A heparin-binding membrane protein from goat spermatozoa immobilizes spermatozoa in the presence of complement.

OBJECTIVE

To characterize the major membrane protein of goat spermatozoa.

DESIGN

Basic research.

SETTING

Samples collected from local slaughterhouse and study conducted in an academic research environment.

PATIENT(S): Goat epididymal tissue.

INTERVENTION(S): Goat epididymal tissues were collected immediately after slaughter and the spermatozoa were isolated within 2 hours. Sperm immobilization test was performed with motile spermatozoa at 32 degrees C within 3-4 hours of collection and isolation of the cells.

MAIN OUTCOME MEASURE(S): The heparin-binding sperm membrane protein (HBSM) of goat is insensitive to trypsin and its antisera immobilize spermatozoa in presence of complement.

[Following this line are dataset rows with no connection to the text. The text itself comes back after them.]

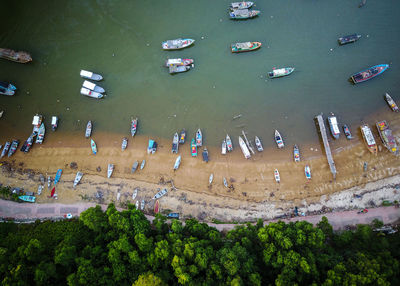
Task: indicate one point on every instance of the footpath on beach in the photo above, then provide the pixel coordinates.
(338, 220)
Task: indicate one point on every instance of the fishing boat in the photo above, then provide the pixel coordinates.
(244, 148)
(78, 178)
(333, 125)
(280, 72)
(391, 103)
(258, 144)
(88, 131)
(134, 126)
(369, 73)
(193, 148)
(110, 170)
(245, 47)
(92, 86)
(279, 139)
(296, 153)
(369, 138)
(93, 146)
(175, 143)
(348, 39)
(90, 75)
(386, 134)
(176, 44)
(19, 57)
(90, 93)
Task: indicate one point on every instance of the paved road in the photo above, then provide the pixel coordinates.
(338, 220)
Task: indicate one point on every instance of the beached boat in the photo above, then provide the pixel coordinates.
(280, 72)
(333, 125)
(391, 103)
(245, 47)
(19, 57)
(369, 138)
(386, 134)
(244, 148)
(258, 144)
(369, 73)
(279, 139)
(348, 39)
(176, 44)
(90, 75)
(88, 131)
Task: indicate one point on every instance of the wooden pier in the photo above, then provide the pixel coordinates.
(328, 152)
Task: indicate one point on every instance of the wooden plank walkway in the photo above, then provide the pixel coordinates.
(328, 152)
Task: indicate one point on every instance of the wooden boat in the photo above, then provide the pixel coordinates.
(258, 144)
(177, 44)
(279, 139)
(280, 72)
(245, 47)
(386, 134)
(244, 148)
(391, 103)
(369, 138)
(369, 73)
(193, 148)
(90, 75)
(88, 131)
(333, 125)
(19, 57)
(93, 146)
(110, 170)
(348, 39)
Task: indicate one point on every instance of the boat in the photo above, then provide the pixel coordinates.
(199, 138)
(93, 146)
(175, 143)
(369, 138)
(333, 125)
(205, 155)
(90, 93)
(296, 153)
(280, 72)
(110, 170)
(92, 86)
(124, 143)
(241, 14)
(386, 134)
(278, 139)
(177, 163)
(245, 47)
(391, 103)
(29, 199)
(177, 44)
(90, 75)
(54, 123)
(369, 73)
(244, 148)
(258, 144)
(19, 57)
(134, 126)
(88, 131)
(193, 148)
(78, 178)
(348, 39)
(7, 88)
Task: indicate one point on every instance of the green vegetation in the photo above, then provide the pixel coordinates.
(123, 248)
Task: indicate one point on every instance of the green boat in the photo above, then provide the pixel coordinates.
(245, 47)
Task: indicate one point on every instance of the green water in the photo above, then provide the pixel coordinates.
(122, 41)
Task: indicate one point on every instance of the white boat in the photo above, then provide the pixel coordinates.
(244, 148)
(90, 75)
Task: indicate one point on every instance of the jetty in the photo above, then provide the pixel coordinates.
(322, 130)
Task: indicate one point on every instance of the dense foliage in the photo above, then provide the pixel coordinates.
(123, 248)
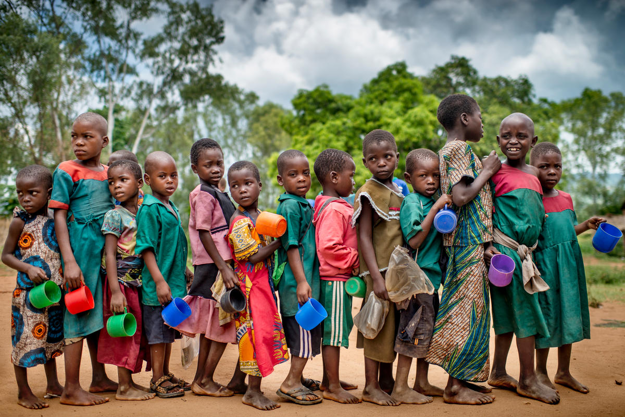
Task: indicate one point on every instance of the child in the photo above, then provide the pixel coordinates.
(376, 214)
(559, 258)
(337, 250)
(31, 249)
(300, 279)
(122, 268)
(260, 335)
(518, 219)
(461, 331)
(416, 218)
(208, 227)
(163, 245)
(80, 199)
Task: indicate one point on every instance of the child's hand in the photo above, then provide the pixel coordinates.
(36, 275)
(163, 292)
(304, 292)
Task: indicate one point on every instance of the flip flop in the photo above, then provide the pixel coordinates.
(301, 392)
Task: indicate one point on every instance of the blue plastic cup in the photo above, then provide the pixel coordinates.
(606, 238)
(176, 312)
(445, 220)
(310, 314)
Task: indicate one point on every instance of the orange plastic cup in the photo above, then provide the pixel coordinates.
(270, 224)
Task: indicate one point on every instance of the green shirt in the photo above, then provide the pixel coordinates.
(298, 214)
(414, 210)
(160, 230)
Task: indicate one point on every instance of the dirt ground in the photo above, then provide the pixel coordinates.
(597, 363)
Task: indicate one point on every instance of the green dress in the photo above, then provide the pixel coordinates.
(519, 214)
(559, 259)
(85, 195)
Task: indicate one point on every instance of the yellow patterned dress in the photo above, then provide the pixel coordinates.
(260, 335)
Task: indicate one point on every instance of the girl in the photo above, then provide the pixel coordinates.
(31, 249)
(559, 258)
(259, 329)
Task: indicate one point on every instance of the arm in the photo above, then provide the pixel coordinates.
(36, 275)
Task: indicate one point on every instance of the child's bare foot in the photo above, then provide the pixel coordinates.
(461, 394)
(568, 381)
(531, 388)
(257, 400)
(379, 397)
(81, 397)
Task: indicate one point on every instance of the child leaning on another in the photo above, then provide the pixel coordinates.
(376, 214)
(122, 268)
(337, 250)
(416, 218)
(559, 259)
(32, 250)
(260, 334)
(163, 245)
(80, 199)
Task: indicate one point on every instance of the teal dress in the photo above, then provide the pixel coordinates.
(85, 195)
(559, 259)
(519, 214)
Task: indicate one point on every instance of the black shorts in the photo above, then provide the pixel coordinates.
(154, 327)
(301, 343)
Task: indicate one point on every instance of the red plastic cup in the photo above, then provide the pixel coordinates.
(79, 300)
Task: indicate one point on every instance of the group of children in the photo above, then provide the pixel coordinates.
(130, 250)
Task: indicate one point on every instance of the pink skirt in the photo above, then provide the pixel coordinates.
(205, 320)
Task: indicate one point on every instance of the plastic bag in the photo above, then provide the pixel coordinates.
(371, 317)
(190, 348)
(404, 278)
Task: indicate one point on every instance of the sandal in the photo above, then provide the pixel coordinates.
(165, 392)
(298, 395)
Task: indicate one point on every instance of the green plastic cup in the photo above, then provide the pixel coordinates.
(356, 287)
(122, 325)
(44, 295)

RESULT(S): Forty-two percent of membrane protein could be extracted with 0.25% (wt/vol) 3-[(3-Cholamidopropyl) dimethylammonio]-1-propanesulfonate (CHAPS) from the isolated sperm membrane. By heparin-affinity chromatography, 46% of the extracted protein was recovered. Positive hybridization with radiolabeled heparin on western transfer confirmed the heparin-binding property of the protein (HBSM). Heparin binding to HBSM is an ionic bondage and can be disrupted by 1 M NaCl, as revealed by 86% recovery of the radiolabeled heparin in trichloroacetic acid-precipitated supernatant of [(125)I] heparin-HBSM conjugate. Heparin-binding sperm membrane protein is localized at the anterior region of the spermatozoal head. No detectable proteolytic fragment of HBSM was detected after limited digestion by trypsin. Heparin-binding sperm membrane protein antisera (1:10,000 titer) developed from rabbit did not recognize the denatured protein. The antisera inhibited spermatozoal motility in a complement-dependent manner.

CONCLUSION(S): We suggest that the heparin-binding motif of the spermatozoal membrane protein might be required in modulation of the spermatozoal motility.